A note from Gallipolis, OH

I’m on my way to Myrtle Beach, South Carolina and stopped for the night in a little town on the border between Ohio and West Virginia called Gallipolis.

I found the name intriguing, with its obvious Greek roots proclaiming this small, Ohio town the “city of the French.” It seemed to encapsulate the contradiction of small town America in the age of Trump–places that are at once held up as the paragon of virtue, moral rectitude and American values but at the same time function as the power centers for an obscene, vulgar and callous administration whose leader revels in the support of citizens from places like Gallipolis.
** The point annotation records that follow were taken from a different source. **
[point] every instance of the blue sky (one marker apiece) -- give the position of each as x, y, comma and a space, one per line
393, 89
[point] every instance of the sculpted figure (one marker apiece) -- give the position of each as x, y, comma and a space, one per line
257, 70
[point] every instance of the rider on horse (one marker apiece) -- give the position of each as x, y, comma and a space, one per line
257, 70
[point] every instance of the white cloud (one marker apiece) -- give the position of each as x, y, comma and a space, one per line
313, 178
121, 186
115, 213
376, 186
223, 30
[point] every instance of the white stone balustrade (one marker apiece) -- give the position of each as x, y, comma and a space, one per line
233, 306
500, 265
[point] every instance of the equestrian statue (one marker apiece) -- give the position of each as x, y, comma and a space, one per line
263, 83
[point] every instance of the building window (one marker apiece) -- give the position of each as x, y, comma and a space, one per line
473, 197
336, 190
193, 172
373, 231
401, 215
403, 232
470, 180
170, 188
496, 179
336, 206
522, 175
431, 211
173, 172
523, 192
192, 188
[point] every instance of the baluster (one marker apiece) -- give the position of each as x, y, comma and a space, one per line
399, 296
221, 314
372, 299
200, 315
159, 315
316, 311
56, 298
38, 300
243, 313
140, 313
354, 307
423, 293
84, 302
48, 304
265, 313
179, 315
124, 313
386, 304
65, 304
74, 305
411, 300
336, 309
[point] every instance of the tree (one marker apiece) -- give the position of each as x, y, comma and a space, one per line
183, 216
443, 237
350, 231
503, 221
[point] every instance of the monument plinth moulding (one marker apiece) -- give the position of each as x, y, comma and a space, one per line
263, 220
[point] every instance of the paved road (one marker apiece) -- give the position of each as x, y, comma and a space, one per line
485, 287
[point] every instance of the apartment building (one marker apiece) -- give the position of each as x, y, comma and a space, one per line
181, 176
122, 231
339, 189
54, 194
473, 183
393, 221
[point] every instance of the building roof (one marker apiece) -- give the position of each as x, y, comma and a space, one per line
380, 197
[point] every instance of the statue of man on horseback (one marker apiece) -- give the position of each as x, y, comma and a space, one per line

The city was founded by French men and women fleeing the French Revolution, referred to around here as the French 500. It’s unclear to me why they chose to use Greek to name the city when so many places around the American Midwest proudly display their French heritage with -ville and -ouis and other Francophone syllables.

Factoid: Gallipolis is the childhood home of Bob Evans, of the famed chain of bright red, farm-themed restaurants that you can see from highway off ramps all across the American heartland.

Just across the river from Gallipolis, Ohio sits Point Pleasant, West Virginia. Point Pleasant is best known for the mysterious sightings of the red-eyed “Mothman” creature in the late 1960s. The early 2000s movie about the controversy reignited interest in a piece of local folklore resulting in the opening of a so-called “Mothman Museum” and the installation of a large metal Mothman statue.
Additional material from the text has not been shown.